Conversely in 2013 beef prices remain relatively high with the price of beef on the retail shelves essentially unaltered and MLA forecasts that domestic consumption will for little over 31 kg person.
Causes of the Problem
Norman suggests that many have formed the view that the Australian cattle industry has become structurally unsustainable and uncompetitive as a consequence of convergence of a number of overlapping organisational and government policy factors in a relatively small economy with an increasing number of non-competitive organisations and market structures.
Some of the converging factors that Norman nominates include:
- The uncompetitive burden of government influenced costs and charges on Australian producers.
- Export tariff barriers that are higher than barriers imposed upon our overseas competitors.
- Sharply lower farm subsidies paid to Australian farmers than their US, Brazilian and EU counterparts.
- The high cost of Australian meat processing which on a $ per beast slaughtered basis is twice the cost of US and Brazilian processors
- Australian cattle producers receiving little more than half the retail dollar that their American counterparts receive ,
- The uncompetitive high value of the Australian $ and interest rates ,
- The ongoing effects of the 2011 Indonesian Live cattle export ban
- Dysfunctional industry organisational and cash strapped farming organisations which are structurally disconnected and unresponsive to the grassroots and do not provide a seamless interaction between policy setting and policy delivery needed in the 21st century.
- Factors which have all been compounded by the devastating drought currently gripping much of Australia’s cattle country.
The Huntblog Newsletter states that the disadvantage flowing to Australian cattle producers in comparison to their overseas counterparts from this perfect storm convergence of overlapping factors can be measured in billions of dollars or in hundreds of dollars per head of each beast slaughtered in Australia and attaches detailed facts and figures to support this contention.

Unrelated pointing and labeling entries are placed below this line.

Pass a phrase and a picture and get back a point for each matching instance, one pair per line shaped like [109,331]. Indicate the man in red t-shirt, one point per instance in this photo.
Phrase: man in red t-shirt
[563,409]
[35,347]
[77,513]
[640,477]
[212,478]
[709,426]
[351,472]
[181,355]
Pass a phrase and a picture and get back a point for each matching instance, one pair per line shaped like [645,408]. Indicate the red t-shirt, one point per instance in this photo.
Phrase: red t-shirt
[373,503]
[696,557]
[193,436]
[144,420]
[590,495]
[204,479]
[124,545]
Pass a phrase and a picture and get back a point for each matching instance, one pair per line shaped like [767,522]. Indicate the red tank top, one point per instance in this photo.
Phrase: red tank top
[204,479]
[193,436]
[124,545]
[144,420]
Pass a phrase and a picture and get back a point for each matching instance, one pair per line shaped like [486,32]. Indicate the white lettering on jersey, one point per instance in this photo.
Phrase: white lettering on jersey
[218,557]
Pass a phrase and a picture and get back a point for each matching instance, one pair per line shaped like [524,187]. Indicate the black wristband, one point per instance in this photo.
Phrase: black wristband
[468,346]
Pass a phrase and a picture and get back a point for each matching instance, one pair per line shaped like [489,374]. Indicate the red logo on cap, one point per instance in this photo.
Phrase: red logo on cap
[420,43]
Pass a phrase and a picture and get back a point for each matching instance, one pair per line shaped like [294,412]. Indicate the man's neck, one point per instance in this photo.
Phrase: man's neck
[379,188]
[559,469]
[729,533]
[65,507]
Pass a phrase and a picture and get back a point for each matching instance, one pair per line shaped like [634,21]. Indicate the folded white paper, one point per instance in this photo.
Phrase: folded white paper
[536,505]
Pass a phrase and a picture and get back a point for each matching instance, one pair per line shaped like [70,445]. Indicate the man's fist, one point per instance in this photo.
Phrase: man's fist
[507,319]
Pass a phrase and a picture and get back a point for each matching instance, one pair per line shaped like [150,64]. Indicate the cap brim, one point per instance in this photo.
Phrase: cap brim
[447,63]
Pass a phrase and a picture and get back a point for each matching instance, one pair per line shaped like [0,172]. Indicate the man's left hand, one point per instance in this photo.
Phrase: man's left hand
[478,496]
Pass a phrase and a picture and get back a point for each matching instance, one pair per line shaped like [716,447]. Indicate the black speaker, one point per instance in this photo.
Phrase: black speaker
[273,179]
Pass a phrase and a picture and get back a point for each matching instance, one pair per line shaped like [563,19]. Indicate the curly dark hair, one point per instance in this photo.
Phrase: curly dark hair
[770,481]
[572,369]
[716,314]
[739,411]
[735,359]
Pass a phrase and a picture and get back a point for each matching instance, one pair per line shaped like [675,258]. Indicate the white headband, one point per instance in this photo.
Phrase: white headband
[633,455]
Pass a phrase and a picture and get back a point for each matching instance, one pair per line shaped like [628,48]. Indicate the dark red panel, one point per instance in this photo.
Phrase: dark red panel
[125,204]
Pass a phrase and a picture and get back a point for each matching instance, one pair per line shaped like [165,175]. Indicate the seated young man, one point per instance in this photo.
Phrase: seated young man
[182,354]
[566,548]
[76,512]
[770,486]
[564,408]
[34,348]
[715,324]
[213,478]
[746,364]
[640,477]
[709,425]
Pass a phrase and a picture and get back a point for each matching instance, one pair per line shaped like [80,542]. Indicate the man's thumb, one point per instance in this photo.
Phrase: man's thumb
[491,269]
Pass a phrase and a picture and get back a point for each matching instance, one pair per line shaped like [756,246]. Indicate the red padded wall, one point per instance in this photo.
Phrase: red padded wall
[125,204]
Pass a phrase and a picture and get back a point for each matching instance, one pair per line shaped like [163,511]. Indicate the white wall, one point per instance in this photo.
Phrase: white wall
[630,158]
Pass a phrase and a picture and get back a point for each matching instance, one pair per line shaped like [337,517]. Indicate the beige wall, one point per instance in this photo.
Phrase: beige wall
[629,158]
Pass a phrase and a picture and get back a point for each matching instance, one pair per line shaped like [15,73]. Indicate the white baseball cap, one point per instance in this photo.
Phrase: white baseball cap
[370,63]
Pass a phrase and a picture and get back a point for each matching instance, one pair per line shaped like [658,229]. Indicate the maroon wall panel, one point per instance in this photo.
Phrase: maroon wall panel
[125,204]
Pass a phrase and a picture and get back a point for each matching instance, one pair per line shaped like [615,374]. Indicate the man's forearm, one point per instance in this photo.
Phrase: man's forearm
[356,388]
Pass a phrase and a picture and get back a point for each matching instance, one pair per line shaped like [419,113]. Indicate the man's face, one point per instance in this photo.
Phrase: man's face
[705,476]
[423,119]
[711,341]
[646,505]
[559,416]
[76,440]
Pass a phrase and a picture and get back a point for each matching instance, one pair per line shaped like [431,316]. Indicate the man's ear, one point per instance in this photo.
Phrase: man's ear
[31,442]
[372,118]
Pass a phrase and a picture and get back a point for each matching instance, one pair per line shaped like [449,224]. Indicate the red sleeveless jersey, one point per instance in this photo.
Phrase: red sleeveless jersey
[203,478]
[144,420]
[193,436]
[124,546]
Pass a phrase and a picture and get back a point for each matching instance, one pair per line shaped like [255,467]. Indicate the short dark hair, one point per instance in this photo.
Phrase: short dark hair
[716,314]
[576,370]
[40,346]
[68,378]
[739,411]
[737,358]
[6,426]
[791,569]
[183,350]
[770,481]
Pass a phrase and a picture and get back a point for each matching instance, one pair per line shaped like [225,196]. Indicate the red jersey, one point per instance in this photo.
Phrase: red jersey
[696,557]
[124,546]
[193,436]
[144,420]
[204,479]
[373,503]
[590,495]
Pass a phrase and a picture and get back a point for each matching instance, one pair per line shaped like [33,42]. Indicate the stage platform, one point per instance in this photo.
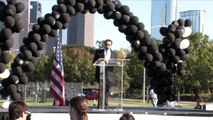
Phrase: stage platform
[140,113]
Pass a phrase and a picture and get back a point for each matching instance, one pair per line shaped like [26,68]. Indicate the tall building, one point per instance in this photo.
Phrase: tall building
[163,13]
[197,17]
[25,20]
[35,11]
[81,30]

Some of the answers or possible long term solutions that Norman identifies are.
A change of government policy to bring Australia’s government charges in line with our overseas competitors. a requirement for the RBA to give more weight to our terms of trade when setting monetary policy , a strengthening of ACCC competition policy, the establishment of an Australian Development Bank to provide long term “patient finance” to allow Australian Industry to take advantage of “Asian Century” opportunities , and a review of the transaction levy coupled with an overarching independent review of all red meat industry structures including the cost benefit currently being received by producers for their R /D and marketing levies and the effectiveness of the current cattle industry representative voice with government.